Résumé de l'affaire

Demande en réclamation de dommages-intérêts (203 969 $). Accueillie en partie (120 000 $). Demande reconventionnelle en réclamation d'une somme d'argent (10 867 $). Accueillie.
La demanderesse a obtenu un contrat pour la construction de 3 immeubles locatifs au Nunavut. Elle a choisi de faire préfabriquer les bâtiments par la défenderesse. La défenderesse a dessiné et conçu 345 panneaux qui devaient servir à la construction des planchers, des murs extérieurs, des murs mitoyens et des toits des immeubles. Pour des raisons de compétitivité contractuelle, la demanderesse n'a pas fait affaire directement avec la défenderesse, mais plutôt avec des sous-traitants. Elle est donc une tierce partie à ce contrat. Or, la demanderesse prétend que ces panneaux de structure préfabriqués comportent des vices cachés. Des problèmes de gauchissement et des dimensions erronées ont notamment été constatés. De plus, la finition des panneaux a été exécutée jusqu'à leur périmètre, ce qui rend impossible de les joindre les uns aux autres sans les ouvrir en partie. Ces défauts compromettaient l'étanchéité du bâtiment à l'air et ils ont dû être corrigés par la demanderesse, qui réclame 203 969 $ pour le coût des travaux correctifs. La défenderesse conteste la demande au motif que la demanderesse a omis de dénoncer les vices par écrit ainsi que de la mettre en demeure préalablement à l'exécution des travaux correctifs.

Décision

La conception et la fabrication des panneaux relèvent de l'expertise et des capacités d'exécution de la défenderesse, qui s'engageait à réaliser un ouvrage intellectuel et matériel. Faute de preuve démontrant que la valeur du bien est plus importante que les éléments indispensables à sa réalisation, il s'agit a priori d'un contrat d'entreprise plutôt que d'un contrat de vente (Gestion J.P. Brousseau inc. c. Drummond Mobile Québec inc. (C.A., 2014-01-30), 2014 QCCA 152, SOQUIJ AZ-51039351, 2014EXP-542, J.E. 2014-277). L'entrepreneur est tenu, à l'égard des biens fournis, aux mêmes garanties que le vendeur. Toutefois, le critère du caractère caché ou occulte du vice n'est pas rempli. En effet, la presque totalité des défectuosités ont pu être constatées dès la réception des panneaux. L'omission de la défenderesse de respecter ses obligations envers son cocontractant peut quand même être source de responsabilité extracontractuelle envers un tiers, soit la demanderesse (Emballages Alpha inc. c. Industries Rocand inc. (C.A., 2011-06-14), 2011 QCCA 1114, SOQUIJ AZ-50760962, 2011EXP-2001, J.E. 2011-1091).

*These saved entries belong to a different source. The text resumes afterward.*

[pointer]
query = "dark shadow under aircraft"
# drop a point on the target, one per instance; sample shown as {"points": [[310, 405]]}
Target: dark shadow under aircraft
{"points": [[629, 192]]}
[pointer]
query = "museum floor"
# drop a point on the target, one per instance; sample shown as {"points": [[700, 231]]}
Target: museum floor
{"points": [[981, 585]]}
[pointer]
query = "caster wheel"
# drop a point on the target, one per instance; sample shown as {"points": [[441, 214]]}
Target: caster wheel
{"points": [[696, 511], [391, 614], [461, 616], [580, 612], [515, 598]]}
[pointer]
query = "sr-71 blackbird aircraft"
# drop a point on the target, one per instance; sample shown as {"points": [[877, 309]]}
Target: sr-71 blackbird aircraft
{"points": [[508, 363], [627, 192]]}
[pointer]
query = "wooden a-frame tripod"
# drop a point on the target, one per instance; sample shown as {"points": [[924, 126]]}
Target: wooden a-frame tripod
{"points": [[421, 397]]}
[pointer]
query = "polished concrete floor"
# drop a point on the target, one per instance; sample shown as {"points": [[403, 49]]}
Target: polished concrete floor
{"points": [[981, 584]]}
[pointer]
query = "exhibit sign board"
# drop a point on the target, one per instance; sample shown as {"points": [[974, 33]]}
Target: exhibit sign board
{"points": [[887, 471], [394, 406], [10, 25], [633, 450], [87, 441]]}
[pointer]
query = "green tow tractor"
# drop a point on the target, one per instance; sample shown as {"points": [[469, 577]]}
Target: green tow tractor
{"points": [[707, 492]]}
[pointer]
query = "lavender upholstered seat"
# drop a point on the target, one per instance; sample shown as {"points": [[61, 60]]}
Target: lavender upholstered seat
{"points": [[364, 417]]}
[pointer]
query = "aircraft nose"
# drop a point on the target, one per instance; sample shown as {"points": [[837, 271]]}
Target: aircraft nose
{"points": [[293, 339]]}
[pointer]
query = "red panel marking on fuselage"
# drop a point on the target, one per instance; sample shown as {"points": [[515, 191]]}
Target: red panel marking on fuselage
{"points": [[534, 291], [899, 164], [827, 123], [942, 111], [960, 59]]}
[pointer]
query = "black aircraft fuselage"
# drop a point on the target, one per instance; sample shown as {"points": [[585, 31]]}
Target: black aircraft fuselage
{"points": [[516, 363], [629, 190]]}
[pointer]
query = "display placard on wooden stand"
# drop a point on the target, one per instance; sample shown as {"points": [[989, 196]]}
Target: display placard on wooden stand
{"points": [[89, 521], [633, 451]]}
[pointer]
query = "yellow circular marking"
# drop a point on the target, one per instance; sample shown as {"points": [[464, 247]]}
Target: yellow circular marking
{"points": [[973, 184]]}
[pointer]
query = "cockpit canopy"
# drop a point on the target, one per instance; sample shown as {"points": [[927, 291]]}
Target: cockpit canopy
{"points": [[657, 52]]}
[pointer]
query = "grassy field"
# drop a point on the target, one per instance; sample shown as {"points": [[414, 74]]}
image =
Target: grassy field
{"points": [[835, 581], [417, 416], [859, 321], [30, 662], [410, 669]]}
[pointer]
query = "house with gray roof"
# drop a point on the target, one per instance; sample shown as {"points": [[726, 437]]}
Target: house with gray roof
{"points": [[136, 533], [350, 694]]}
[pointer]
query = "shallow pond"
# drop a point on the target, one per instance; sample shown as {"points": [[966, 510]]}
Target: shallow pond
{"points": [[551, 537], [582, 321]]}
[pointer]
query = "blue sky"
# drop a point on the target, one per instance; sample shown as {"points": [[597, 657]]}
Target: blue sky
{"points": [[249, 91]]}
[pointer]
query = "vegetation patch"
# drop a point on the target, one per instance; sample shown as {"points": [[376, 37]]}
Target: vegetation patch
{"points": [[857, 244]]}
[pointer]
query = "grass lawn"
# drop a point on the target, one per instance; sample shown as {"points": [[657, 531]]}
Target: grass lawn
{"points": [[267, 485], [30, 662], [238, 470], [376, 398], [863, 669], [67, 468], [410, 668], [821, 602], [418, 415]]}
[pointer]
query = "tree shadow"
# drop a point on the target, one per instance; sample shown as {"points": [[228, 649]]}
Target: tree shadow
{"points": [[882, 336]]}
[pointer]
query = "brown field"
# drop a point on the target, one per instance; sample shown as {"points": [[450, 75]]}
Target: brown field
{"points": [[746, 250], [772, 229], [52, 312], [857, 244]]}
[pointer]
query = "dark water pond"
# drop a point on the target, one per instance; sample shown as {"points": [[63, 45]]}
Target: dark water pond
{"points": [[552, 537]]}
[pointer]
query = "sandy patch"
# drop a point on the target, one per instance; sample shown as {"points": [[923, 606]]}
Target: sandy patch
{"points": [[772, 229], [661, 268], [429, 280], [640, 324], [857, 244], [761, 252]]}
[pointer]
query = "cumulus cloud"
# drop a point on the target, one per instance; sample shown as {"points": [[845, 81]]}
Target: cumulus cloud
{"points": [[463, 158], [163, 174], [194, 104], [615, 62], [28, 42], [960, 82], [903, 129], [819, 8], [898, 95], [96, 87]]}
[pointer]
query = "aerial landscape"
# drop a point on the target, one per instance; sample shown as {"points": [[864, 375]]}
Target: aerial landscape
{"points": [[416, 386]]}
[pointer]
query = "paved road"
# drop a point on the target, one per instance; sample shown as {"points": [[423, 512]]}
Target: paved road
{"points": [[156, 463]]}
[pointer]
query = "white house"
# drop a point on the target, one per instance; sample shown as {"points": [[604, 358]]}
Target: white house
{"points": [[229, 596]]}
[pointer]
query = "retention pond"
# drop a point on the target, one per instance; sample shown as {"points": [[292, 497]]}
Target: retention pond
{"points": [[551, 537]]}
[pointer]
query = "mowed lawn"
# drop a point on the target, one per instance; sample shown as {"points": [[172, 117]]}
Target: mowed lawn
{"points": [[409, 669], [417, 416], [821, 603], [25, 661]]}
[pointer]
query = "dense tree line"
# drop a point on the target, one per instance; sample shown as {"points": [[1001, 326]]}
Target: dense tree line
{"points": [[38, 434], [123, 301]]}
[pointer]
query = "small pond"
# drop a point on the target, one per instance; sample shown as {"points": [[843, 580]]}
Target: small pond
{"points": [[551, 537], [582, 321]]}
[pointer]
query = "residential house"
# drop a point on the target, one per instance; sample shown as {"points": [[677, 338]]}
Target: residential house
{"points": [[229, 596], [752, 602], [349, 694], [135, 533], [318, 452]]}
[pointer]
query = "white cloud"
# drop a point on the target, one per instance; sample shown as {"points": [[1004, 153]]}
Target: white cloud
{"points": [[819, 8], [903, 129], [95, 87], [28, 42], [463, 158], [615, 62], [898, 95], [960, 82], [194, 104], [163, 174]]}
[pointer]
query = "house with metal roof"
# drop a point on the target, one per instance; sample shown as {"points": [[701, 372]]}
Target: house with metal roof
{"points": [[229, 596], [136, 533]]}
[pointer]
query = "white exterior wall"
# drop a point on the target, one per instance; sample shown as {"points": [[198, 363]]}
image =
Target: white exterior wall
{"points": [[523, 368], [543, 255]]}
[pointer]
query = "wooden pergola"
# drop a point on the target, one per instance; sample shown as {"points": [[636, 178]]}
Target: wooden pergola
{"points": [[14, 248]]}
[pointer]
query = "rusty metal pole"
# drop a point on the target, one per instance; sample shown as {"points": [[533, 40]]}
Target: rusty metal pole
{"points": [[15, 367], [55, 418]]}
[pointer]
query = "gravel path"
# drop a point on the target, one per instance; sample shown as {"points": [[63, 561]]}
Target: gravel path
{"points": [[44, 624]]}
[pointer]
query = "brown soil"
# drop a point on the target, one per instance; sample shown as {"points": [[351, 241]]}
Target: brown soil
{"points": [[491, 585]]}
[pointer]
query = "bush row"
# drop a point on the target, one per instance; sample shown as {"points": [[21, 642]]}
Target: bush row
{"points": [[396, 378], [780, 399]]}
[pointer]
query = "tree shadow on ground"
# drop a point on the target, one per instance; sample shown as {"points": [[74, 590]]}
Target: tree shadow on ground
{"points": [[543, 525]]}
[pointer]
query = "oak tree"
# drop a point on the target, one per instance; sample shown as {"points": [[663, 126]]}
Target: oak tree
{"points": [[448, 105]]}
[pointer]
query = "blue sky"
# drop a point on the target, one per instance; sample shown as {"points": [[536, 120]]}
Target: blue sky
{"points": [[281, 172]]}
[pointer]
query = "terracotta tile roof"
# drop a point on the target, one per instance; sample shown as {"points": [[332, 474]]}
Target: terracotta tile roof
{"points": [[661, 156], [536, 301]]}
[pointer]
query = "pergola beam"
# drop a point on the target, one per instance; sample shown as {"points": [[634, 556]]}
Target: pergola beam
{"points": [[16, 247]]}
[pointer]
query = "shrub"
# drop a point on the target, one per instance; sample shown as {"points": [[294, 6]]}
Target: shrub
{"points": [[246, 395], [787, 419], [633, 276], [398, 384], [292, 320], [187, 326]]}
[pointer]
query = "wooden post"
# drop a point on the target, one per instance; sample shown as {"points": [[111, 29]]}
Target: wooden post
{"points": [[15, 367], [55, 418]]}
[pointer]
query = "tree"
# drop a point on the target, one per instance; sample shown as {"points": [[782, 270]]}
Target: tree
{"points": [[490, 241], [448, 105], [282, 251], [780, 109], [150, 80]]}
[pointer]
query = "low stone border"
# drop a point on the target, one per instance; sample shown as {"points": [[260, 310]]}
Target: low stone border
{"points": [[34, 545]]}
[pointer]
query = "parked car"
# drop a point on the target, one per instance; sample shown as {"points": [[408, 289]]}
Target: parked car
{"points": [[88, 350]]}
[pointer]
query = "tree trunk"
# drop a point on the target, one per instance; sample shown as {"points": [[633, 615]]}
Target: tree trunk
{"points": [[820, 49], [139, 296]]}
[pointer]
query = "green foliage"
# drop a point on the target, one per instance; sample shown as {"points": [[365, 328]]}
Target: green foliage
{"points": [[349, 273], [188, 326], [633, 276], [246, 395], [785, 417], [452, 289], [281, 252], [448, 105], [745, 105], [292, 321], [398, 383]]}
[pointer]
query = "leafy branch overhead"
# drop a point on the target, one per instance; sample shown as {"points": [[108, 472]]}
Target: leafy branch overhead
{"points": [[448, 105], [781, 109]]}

La preuve des défectuosités des panneaux n'est pas contredite. Leur fabrication n'est pas conforme aux usages ni aux règles de l'art. L'utilisation des panneaux n'était pas possible sans préalablement corriger les vices de conception et de fabrication. Les échanges de courriels et les discussions entre les parties étaient suffisants pour permettre à la défenderesse de saisir l'ampleur des problèmes. Il lui revenait alors de dépêcher des représentants sur les lieux et d'offrir des solutions. Ne l'ayant pas fait, elle ne peut invoquer l'insuffisance de la mise en demeure. Le chantier se situe dans le Grand Nord, dans un endroit qui n'est desservi qu'une fois par année par le transport maritime de marchandises. La demanderesse, qui avait l'obligation de réduire ses dommages, pouvait corriger elle-même les défectuosités puisqu'elle disposait des ressources nécessaires sur place. En l'absence de preuve précise quant à la valeur des travaux correctifs, le tribunal lui accorde 120 000 $.


Dernière modification : le 16 août 2022 à 12 h 51 min.